Near-infrared Upconversion Luminescences Properties of Yb3+-Tm3+ Co-doped BiOBr Nanocrystals

doi:10.15541/jim20150389

Abstract

Abstract:

Yb³⁺-Tm³⁺ co-doped BiOBr nanocrystals were successfully prepared by hydrothermal method, and its upconversion luminescence properties was investigated. Under excitation at 980 nm light, an intense near-infrared (801 nm) accompanied by weak red (655 nm) and blue emissions (485 nm) were observed, which were attributed to the ³H₄→³H₆, ¹G₄→³F₄ and ¹G₄→³H₆transitions of Tm³⁺ions, respectively. Power dependence studies revealed that blue and red emission resulted from a three-photon process, while the near-infrared emission resulted from a two-photon process, and a possible upconversion mechanism is discussed. As the Yb³⁺ ions concentration increasing, the overall emission intensity increases and near infrared emission is much stronger than red and blue ones. Consequently, the ratios of near-infrared to visible (I_{801 nm}/I_{485 nm}) reaches 71.4. These results indicate that the Yb³⁺-Tm³⁺ co-doped BiOBr nanocrystals have potential applications in biological field as luminescence labeling probers.

Key words: BiOBr: Yb³⁺, Tm³⁺, upconversion luminescence, near infrared emission

CLC Number:

TQ174

LI Yong-Jin, LIU Qun, ZHOU Yu-Ting, QIU Jian-Bei, SONG Zhi-Guo.
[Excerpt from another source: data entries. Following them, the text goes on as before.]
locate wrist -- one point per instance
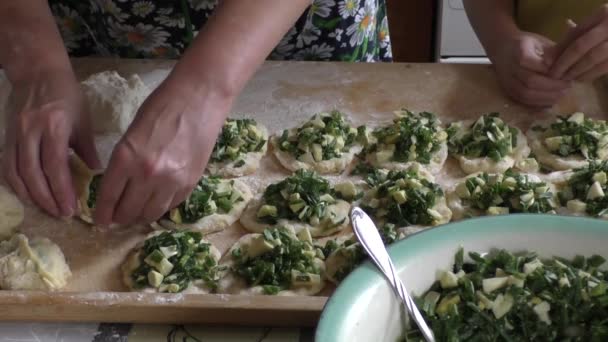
(204, 96)
(21, 71)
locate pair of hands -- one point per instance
(537, 72)
(152, 168)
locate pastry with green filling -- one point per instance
(326, 143)
(487, 144)
(239, 148)
(569, 142)
(501, 194)
(304, 200)
(276, 261)
(409, 199)
(585, 191)
(86, 184)
(410, 138)
(170, 261)
(213, 205)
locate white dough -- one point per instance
(38, 264)
(461, 210)
(81, 178)
(113, 100)
(252, 161)
(436, 164)
(250, 222)
(216, 222)
(485, 164)
(232, 284)
(11, 212)
(550, 160)
(133, 261)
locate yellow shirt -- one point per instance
(548, 17)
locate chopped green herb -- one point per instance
(411, 137)
(516, 297)
(489, 136)
(303, 197)
(189, 259)
(211, 195)
(238, 136)
(283, 260)
(325, 136)
(510, 192)
(402, 198)
(586, 190)
(352, 251)
(93, 188)
(577, 135)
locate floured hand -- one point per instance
(522, 65)
(47, 116)
(163, 154)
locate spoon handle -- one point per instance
(370, 239)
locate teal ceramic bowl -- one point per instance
(363, 308)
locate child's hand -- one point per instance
(583, 55)
(522, 65)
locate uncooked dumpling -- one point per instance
(86, 183)
(213, 205)
(11, 212)
(326, 143)
(172, 262)
(38, 264)
(113, 100)
(256, 265)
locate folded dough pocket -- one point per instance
(86, 183)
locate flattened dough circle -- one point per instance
(11, 212)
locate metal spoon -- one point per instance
(370, 239)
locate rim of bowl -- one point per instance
(365, 275)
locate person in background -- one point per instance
(164, 152)
(539, 47)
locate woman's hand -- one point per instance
(584, 53)
(162, 156)
(47, 116)
(522, 64)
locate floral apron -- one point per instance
(339, 30)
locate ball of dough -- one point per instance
(113, 100)
(38, 264)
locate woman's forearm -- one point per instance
(236, 40)
(492, 21)
(29, 39)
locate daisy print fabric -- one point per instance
(339, 30)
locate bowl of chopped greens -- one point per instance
(520, 277)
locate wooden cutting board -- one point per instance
(280, 95)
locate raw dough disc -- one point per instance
(230, 283)
(134, 261)
(36, 264)
(11, 212)
(113, 100)
(81, 178)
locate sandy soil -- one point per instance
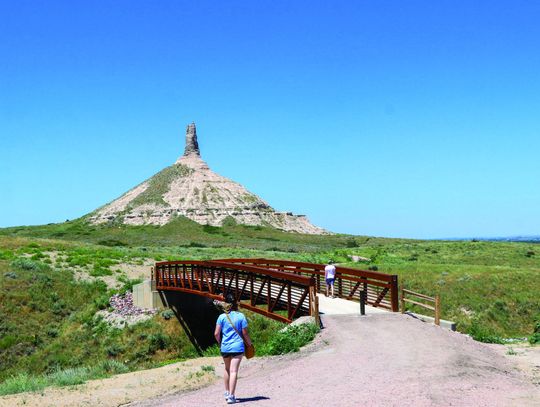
(378, 360)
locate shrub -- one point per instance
(351, 242)
(52, 332)
(113, 367)
(535, 337)
(158, 341)
(114, 350)
(22, 383)
(292, 338)
(28, 265)
(167, 314)
(102, 301)
(128, 283)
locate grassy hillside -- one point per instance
(183, 232)
(51, 286)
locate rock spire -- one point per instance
(192, 146)
(190, 189)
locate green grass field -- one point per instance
(47, 323)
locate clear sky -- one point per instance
(388, 118)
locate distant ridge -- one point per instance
(189, 188)
(530, 239)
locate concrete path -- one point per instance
(381, 359)
(338, 306)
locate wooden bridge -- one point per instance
(279, 289)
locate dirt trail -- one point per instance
(376, 360)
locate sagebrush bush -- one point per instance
(29, 265)
(21, 383)
(535, 337)
(292, 338)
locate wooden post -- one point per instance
(317, 316)
(437, 310)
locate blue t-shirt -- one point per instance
(231, 342)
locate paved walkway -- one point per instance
(381, 359)
(338, 306)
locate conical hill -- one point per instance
(189, 188)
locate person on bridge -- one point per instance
(330, 276)
(227, 333)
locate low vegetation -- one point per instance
(54, 278)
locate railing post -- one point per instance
(394, 294)
(317, 316)
(362, 302)
(437, 310)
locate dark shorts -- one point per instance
(231, 354)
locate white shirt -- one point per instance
(330, 271)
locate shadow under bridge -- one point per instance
(277, 294)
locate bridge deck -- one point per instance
(340, 306)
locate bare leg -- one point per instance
(233, 374)
(227, 374)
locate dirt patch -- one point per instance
(376, 360)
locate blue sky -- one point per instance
(389, 118)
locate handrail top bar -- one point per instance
(303, 280)
(316, 267)
(423, 296)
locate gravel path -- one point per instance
(376, 360)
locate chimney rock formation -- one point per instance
(189, 188)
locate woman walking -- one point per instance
(231, 332)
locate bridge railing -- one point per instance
(276, 294)
(381, 289)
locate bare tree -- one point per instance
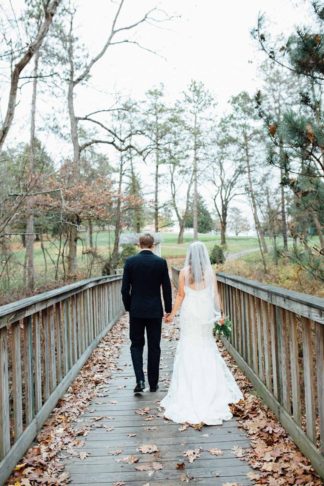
(225, 174)
(19, 64)
(197, 100)
(114, 37)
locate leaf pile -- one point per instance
(42, 463)
(277, 461)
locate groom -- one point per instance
(144, 274)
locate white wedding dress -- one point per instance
(201, 386)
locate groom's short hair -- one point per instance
(146, 241)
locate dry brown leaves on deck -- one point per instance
(273, 455)
(41, 463)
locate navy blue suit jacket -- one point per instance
(144, 274)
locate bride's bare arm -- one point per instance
(179, 298)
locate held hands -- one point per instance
(168, 318)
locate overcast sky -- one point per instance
(207, 40)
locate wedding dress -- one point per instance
(201, 386)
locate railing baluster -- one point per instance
(259, 339)
(253, 334)
(266, 343)
(319, 335)
(294, 366)
(38, 363)
(58, 339)
(274, 352)
(308, 356)
(46, 355)
(4, 395)
(28, 370)
(16, 381)
(51, 356)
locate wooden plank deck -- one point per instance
(118, 431)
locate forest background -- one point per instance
(78, 170)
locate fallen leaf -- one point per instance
(148, 448)
(253, 475)
(142, 411)
(129, 459)
(185, 478)
(199, 426)
(83, 455)
(192, 454)
(238, 451)
(116, 452)
(155, 466)
(216, 452)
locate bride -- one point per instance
(202, 386)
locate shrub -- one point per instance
(128, 250)
(217, 255)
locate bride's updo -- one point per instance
(198, 269)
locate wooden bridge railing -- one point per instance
(278, 342)
(44, 341)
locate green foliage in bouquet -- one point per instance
(225, 329)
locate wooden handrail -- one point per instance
(44, 342)
(278, 342)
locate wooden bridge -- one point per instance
(277, 340)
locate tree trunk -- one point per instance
(258, 228)
(283, 204)
(223, 233)
(115, 252)
(90, 233)
(30, 268)
(156, 178)
(271, 229)
(73, 232)
(319, 229)
(181, 233)
(72, 248)
(195, 181)
(156, 195)
(31, 50)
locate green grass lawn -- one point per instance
(104, 241)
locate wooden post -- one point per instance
(319, 335)
(295, 371)
(28, 371)
(16, 381)
(4, 395)
(308, 354)
(38, 363)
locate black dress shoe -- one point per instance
(139, 387)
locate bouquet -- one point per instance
(224, 329)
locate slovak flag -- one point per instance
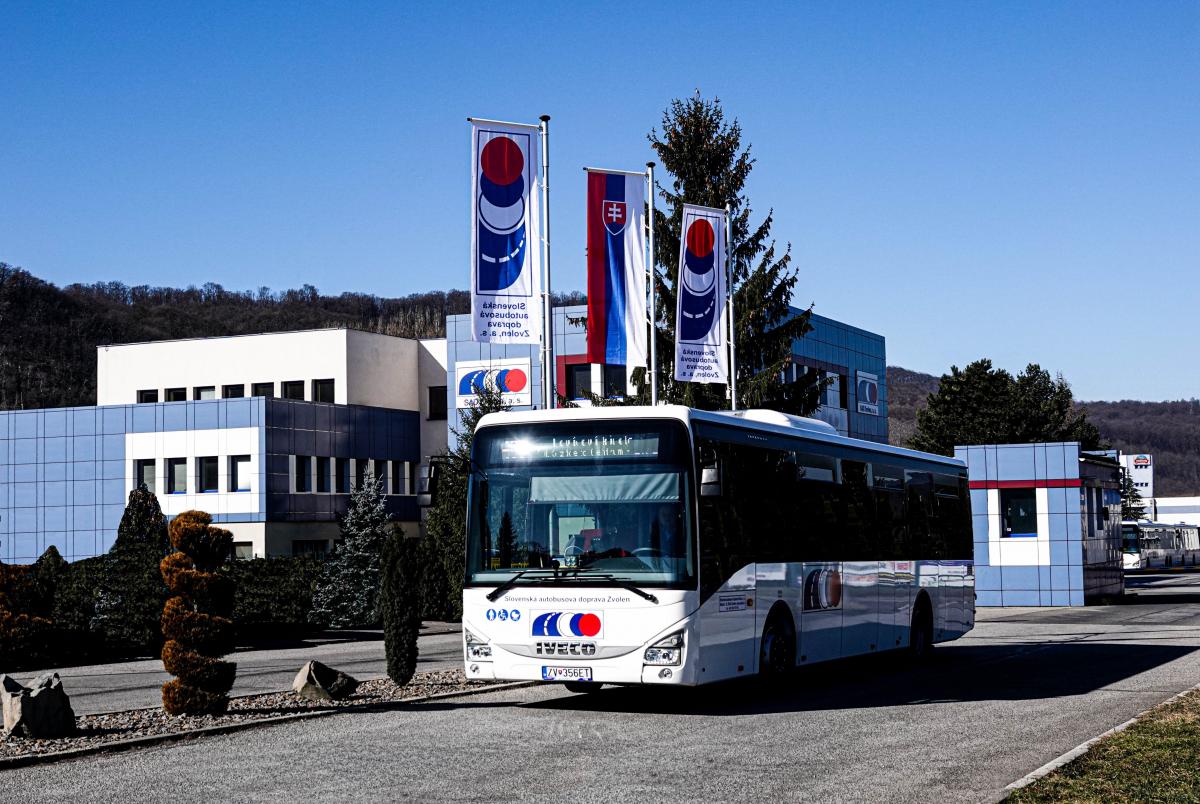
(617, 310)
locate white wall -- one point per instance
(431, 369)
(121, 371)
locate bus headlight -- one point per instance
(667, 651)
(477, 648)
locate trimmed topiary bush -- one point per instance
(196, 619)
(400, 601)
(130, 591)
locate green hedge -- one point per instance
(274, 594)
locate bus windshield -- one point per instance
(581, 502)
(1129, 539)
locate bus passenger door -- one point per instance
(727, 630)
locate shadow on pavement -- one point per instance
(965, 673)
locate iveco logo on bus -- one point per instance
(568, 623)
(565, 648)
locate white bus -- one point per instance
(665, 545)
(1150, 545)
Near-infrared Upconversion Luminescences Properties of Yb³⁺-Tm³⁺ Co-doped BiOBr Nanocrystals[J]. Journal of Inorganic Materials, 2016, 31(3): 279-284.

Figures/Tables 8

Fig. 1 XRD patterns of Yb3+-Tm3+ co-doped BiOBr nanocrystals with different Yb3+ concentrations

Table1 Lattice constants and cell volume of Yb3+-Tm3+ co-doped BiOBr nanocrystals with different Yb3+ concentrations

Yb³⁺/ mol%	Lattice constant/nm		Cell volume /nm³
Yb³⁺/ mol%	a=b	c	Cell volume /nm³
1	0.3936	0.8141	0.12615
3	0.3931	0.8112	0.12535
5	0.3930	0.8111	0.12530
7	0.3926	0.8121	0.12519
10	0.3915	0.8095	0.12407

Fig. 2 TEM images of Yb3+-Tm3+ co-doped BiOBr nanocrystals

Fig. 3 FT-IR spectrum of BiOBr: Yb3+, Tm3+ nanocrystals

Fig. 4 Upconversion emission spectrum of BiOBr: Yb3+, Tm3+ (1.0/0.5mol% ) nanocrystals under excitation at 980 nm

Fig. 5 (a) Power dependence of the UC emission intensities of BiOBr: Yb3+, Tm3+ (1.0/0.5mol% ); (b) Energy level diagrams of BiOBr nanocrystals and possible UC mechanisms under 980 nm excitation.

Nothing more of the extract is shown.